Invece le cifre raccontano altro. Come ha già  documentato al Parlamento il Guardasigilli Paola Severino. Lupo ripiglia un dato, le 128mila prescrizioni che hanno fulminato altrettanti processi nel 2012, e invoca una legge che cambi le regole. Però dà  atto a Severino che sul taglio dei tribunalini e sulla legge anti-corruzione si è
mossa bene. Ha fatto quello che altri non avevano fatto. Lei incassa e ha parole di grande riconoscenza per Napolitano. Poi ammette che «con il tempo dato» ha fatto quello che poteva. Ancora s’indigna per la legge sulle misure alternative al carcere saltate, dice chiaro che sull’anti-corruzione, se avesse messo altro, sarebbe saltato tutto. Si allarga sulla famosa concussione per induzione: «La Corte mi dà  ragione». Ma non è proprio così. Lupo si congratula. Pure il procuratore generale Gianfranco Ciani lo fa. Il vice presidente del Csm Michele Vietti si spertica in lodi. Il ministro dell’Interno Anna Maria Cancelleri, seduta accanto, la sfiora col gomito e le dice «Ma hai sentito?».

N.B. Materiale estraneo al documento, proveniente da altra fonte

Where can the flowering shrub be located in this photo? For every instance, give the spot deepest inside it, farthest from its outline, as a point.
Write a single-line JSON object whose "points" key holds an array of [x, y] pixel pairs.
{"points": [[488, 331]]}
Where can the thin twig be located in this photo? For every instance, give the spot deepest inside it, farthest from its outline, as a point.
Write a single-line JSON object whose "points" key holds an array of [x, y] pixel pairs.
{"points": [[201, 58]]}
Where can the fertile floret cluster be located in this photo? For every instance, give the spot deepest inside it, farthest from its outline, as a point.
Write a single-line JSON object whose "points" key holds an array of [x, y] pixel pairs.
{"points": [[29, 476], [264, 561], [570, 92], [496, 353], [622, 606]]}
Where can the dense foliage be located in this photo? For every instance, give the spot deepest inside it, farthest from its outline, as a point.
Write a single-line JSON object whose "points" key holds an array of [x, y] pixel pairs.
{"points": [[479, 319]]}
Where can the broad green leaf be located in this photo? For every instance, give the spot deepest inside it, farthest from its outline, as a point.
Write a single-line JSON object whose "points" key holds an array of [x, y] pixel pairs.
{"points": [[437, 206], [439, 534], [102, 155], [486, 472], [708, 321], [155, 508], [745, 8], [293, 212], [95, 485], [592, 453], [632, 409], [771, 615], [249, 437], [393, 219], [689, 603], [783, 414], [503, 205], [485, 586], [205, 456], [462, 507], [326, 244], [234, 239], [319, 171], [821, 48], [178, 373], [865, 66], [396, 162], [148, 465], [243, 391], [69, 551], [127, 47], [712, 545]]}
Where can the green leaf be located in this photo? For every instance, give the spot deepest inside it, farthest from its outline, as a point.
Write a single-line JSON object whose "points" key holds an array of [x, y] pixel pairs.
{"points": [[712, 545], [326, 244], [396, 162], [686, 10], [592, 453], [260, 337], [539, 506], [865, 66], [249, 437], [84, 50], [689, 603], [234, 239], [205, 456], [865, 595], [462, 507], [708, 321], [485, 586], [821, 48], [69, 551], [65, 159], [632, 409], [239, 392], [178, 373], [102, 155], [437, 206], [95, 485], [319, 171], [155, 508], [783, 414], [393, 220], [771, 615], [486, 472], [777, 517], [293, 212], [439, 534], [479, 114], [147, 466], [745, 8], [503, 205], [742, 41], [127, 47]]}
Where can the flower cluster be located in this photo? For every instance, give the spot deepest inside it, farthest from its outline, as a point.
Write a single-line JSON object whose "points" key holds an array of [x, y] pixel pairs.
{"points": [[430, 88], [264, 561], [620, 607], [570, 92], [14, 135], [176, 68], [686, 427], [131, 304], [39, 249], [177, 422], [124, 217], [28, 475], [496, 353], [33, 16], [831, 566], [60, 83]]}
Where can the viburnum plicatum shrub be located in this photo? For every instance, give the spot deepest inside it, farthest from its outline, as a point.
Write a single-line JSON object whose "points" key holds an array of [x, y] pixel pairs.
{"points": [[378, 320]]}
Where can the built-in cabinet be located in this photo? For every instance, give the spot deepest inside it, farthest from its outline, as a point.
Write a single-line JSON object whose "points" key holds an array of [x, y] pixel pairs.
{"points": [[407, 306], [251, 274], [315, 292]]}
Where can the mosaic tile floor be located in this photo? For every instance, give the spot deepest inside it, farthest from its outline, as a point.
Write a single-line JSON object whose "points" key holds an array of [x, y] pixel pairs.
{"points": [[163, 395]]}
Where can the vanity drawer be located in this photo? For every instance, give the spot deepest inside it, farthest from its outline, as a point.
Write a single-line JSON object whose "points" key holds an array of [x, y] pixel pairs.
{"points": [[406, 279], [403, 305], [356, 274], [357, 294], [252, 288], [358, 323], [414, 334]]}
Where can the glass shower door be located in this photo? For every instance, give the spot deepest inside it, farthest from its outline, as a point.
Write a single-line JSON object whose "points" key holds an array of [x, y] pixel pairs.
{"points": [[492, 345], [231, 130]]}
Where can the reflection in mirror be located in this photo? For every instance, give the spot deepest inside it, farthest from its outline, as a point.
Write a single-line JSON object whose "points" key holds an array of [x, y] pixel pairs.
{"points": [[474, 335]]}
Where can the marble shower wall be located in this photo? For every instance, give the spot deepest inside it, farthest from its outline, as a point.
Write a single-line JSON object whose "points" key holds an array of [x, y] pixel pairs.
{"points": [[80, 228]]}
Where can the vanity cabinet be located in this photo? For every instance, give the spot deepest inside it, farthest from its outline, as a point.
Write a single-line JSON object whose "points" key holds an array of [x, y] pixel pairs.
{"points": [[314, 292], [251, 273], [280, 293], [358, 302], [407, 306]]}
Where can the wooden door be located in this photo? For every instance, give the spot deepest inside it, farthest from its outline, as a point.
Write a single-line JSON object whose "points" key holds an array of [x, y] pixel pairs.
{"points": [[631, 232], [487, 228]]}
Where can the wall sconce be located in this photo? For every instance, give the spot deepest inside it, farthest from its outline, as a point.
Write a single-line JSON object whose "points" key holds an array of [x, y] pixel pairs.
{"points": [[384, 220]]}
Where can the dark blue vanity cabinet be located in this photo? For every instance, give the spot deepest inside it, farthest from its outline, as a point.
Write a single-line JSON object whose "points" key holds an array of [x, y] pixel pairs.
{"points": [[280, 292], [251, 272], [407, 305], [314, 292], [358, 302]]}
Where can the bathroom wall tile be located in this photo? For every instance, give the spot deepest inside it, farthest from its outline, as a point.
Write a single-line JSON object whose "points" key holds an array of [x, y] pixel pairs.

Certo, non c’è Berlusconi, il feeling è possibile. Sono tutti contro le toghe candidate. Ingroia e Grasso. Soprattutto il primo. Mai nominato, s’intende. Ma è come se nei virgolettati ci fosse lui. Ecco Ciani, durissimo. (Da ricordare che il suo nome è finito nell’inchiesta sulla trattativa Stato-mafia perché dopo le telefonate Mancino-D’Ambrosio il Pg convoca Grasso per verificare la situazione del coordinamento delle indagini tra Palermo e Caltanissetta). C’è «incapacità  nel resistere alla lusinga dell’immagine». «La sovraesposizione del pm contribuisce al corto circuito mediatico- giudiziario». Napolitano «ha richiamato al dovere del riserbo, a evitare atteggiamenti protagonistici, personalistici, pubbliche dichiarazioni che possano essere ritenute manifestazioni di orientamento politico». Ciani sale di tono: «Dubbi destinati a rafforzarsi nel caso di diretta partecipazione alla competizione politica». «Intervenga il legislatore » s’augura. Pure una postilla: «Sarebbe opportuno evitare di avere rapporti privilegiati con una parte della stampa o solo con taluni giornalisti». La pensano tutti come lui, Lupo, Severino, Vietti, il presidente dell’Anm Rodolfo Maria Sabelli («C’è un diritto all’elettorato passivo, ma va garantita l’immagine di imparzialità  »), tutti vogliono una legge. Ingroia tace. Grasso pure. In verità  sull’anno giudiziario, per la prima volta, non si trova un commento politico.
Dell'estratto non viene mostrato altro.